I had to pick up a parcel from Welshpool and I’d never been there before, or perhaps many years ago, and I’d forgotten my phone and the precious GPS, and however did we cope without I, but I suppose we had to rely on maps, or those street directories that were always going out of date or getting lost under the seat, or even stopping to ask someone the way, and people were usually trying to be kind and helpful, except the ones who were visitors to the area themselves or didn’t speak English, so I thought I’d be OK without the phone and set off, hopefully in the direction I supposed it was to Welshpool, although because I’d not been there before that was difficult and almost ten minutes from home I already had to stop and ask directions, and I stopped the car in a carpark near a train station and the person I asked got out his phone with Google maps and I searched for a pen in the glovebox but couldn’t find one and he didn’t have one either so I tried to memorise the directions but thought I could drive for another ten minutes then stop again, and if the next person had a pen and paper it would be so much easier, and I felt embarrassed because I didn’t have my phone or a pen and paper and my memory wasn’t good, so these were all handicaps and I almost felt like going home and getting my phone, if I could remember the way back.
Perspiration matted my hair behind my neck, and I grasped the steering wheel tightly, I felt exhausted and could not see how to turn out of this quickly moving traffic. I couldn’t see how I could find someone to ask the way unless I could pull off into a side street. My mind had been so focussed on finding the way to Welshpool, that I hadn’t noticed where I had been heading, and it would not be easy to retrace my steps.
There was another problem to confuse me. I realised I had been following a railway line, which would be a handy way to find my directions back home, I think. But I didn’t live near a railway line. I did anticipate I would find more people in the railway car parks, but they had been leaving the car parks in droves, trying to get home from work.
The sun was setting in the west, so I headed west, as the railway line headed west too. After half an hour there was little sunlight and many grey shadows as the autumn evening came on quickly. I shivered. I had forgotten my jacket and my phone.
I felt nauseated and my stomach protested that I had not eaten for hours. Surely if I kept heading west, I would come to the coast and could find my way north or south from there.
I was totally bewildered. I cursed myself for being so stupid. I had been concentrating on trying to follow directions and had not taken notice of my surroundings as I drove. The streetlights came on. I stopped on the edge of the road. There were no other cars around now. Where on earth was I? Surely the coast was near.
I stared at the pink glow in the sky where the sun had gone down and watched it fade into gray darkness. There must be a shopping centre or a deli soon. Without the sunset showing me the way, I was lost completely.
I hoped I would soon see someone to ask the way. Where was everyone? This seemed to be an industrial area and there were no house lights.
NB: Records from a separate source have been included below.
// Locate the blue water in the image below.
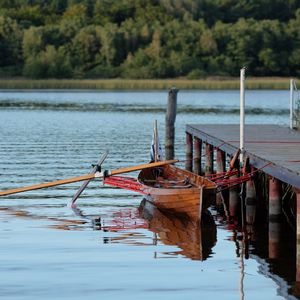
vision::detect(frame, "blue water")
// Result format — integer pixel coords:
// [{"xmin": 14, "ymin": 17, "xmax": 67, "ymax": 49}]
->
[{"xmin": 0, "ymin": 91, "xmax": 294, "ymax": 300}]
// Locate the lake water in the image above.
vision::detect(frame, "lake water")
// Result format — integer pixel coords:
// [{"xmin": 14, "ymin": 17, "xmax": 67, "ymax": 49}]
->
[{"xmin": 0, "ymin": 91, "xmax": 296, "ymax": 300}]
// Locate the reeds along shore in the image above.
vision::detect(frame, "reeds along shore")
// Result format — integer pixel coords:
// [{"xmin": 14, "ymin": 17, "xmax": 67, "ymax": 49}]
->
[{"xmin": 0, "ymin": 78, "xmax": 296, "ymax": 90}]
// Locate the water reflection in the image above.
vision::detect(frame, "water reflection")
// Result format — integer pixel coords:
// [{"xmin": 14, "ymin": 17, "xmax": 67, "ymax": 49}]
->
[{"xmin": 139, "ymin": 200, "xmax": 217, "ymax": 260}]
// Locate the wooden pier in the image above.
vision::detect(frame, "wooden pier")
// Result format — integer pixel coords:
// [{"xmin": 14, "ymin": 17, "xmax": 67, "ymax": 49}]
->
[
  {"xmin": 186, "ymin": 124, "xmax": 300, "ymax": 290},
  {"xmin": 186, "ymin": 124, "xmax": 300, "ymax": 189}
]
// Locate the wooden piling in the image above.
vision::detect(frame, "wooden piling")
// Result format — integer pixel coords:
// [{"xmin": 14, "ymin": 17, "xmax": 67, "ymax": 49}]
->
[
  {"xmin": 185, "ymin": 133, "xmax": 193, "ymax": 172},
  {"xmin": 295, "ymin": 189, "xmax": 300, "ymax": 284},
  {"xmin": 216, "ymin": 149, "xmax": 226, "ymax": 173},
  {"xmin": 245, "ymin": 179, "xmax": 256, "ymax": 225},
  {"xmin": 229, "ymin": 157, "xmax": 240, "ymax": 218},
  {"xmin": 165, "ymin": 87, "xmax": 178, "ymax": 160},
  {"xmin": 269, "ymin": 219, "xmax": 281, "ymax": 259},
  {"xmin": 194, "ymin": 138, "xmax": 202, "ymax": 175},
  {"xmin": 269, "ymin": 177, "xmax": 281, "ymax": 221},
  {"xmin": 205, "ymin": 143, "xmax": 214, "ymax": 175}
]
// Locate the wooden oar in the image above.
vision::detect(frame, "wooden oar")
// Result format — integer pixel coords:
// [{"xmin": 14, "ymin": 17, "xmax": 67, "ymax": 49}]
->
[
  {"xmin": 0, "ymin": 160, "xmax": 178, "ymax": 196},
  {"xmin": 71, "ymin": 151, "xmax": 108, "ymax": 206}
]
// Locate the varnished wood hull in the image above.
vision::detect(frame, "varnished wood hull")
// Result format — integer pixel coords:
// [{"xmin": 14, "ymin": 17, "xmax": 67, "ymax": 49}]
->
[
  {"xmin": 139, "ymin": 200, "xmax": 216, "ymax": 260},
  {"xmin": 138, "ymin": 165, "xmax": 215, "ymax": 220}
]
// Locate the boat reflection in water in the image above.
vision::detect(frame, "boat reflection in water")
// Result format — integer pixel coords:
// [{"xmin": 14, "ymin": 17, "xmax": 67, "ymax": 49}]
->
[{"xmin": 139, "ymin": 199, "xmax": 217, "ymax": 260}]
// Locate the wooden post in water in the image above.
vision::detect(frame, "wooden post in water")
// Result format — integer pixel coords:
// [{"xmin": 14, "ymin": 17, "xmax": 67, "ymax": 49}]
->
[
  {"xmin": 216, "ymin": 149, "xmax": 226, "ymax": 205},
  {"xmin": 216, "ymin": 149, "xmax": 226, "ymax": 173},
  {"xmin": 269, "ymin": 178, "xmax": 282, "ymax": 259},
  {"xmin": 165, "ymin": 87, "xmax": 178, "ymax": 160},
  {"xmin": 194, "ymin": 137, "xmax": 202, "ymax": 175},
  {"xmin": 245, "ymin": 168, "xmax": 256, "ymax": 225},
  {"xmin": 185, "ymin": 132, "xmax": 193, "ymax": 172},
  {"xmin": 205, "ymin": 143, "xmax": 214, "ymax": 175},
  {"xmin": 295, "ymin": 189, "xmax": 300, "ymax": 286},
  {"xmin": 269, "ymin": 178, "xmax": 281, "ymax": 221},
  {"xmin": 229, "ymin": 154, "xmax": 240, "ymax": 219}
]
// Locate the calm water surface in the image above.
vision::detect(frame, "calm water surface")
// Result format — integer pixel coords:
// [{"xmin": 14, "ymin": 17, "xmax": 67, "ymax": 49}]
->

I made the mistake of following a street turning right and followed it back to an intersection I remembered I had seen a little while ago. I was travelling in circles.
My watch showed I had been driving for two hours and I suddenly had the bright idea of calling the RAC. But of course, I didn’t have my phone. Stupid! My hands were clammy, and my shirt stuck to my back. The sweat made me cold.
As if nothing else could go wrong, I noticed the fuel gauge light up. I was low on petrol. The nausea overwhelmed me, and I stopped the car again, afraid I would vomit.
Where was everyone? How ever would I find a petrol station? They could tell me the way home. I’d never find anything parked here by the side of the road. Tears of frustration and fear gathered in my eyes. How could anyone get lost in the suburbs?
Shouting and loud music came from a side road on the left. My spirits lifted. But sudden apprehension hit me as the rowdy carful of young men sped past. They saw me and blasted their horn but did not stop. I shivered with cold and fear and determined to leave my car lights on and stand in the headlights and wave down the next car.
I waited for about twenty minutes. My throat was parched and I had nothing with me except some cold dregs in a coffee cup. I swallowed the bitterness. Here were more headlights, maybe they would stop.
By good fortune a young woman with two small children slowed when she saw me, and for a moment I thought she would keep on driving. But no. She wound down her window but kept the car idling so she could take off again quickly if she needed to. But I must have looked forlorn and harmless, and she directed me to the second turn on the left where I would find a petrol station. I thanked her profusely and she took off again.
At the petrol station I was able to fill the engine, buy some hot coffee and a sandwich, and was directed straight down the road to the main highway along the coast. I was miles from home, way up north, but I could find my way easily now. Re-energised and greatly relieved I took off home.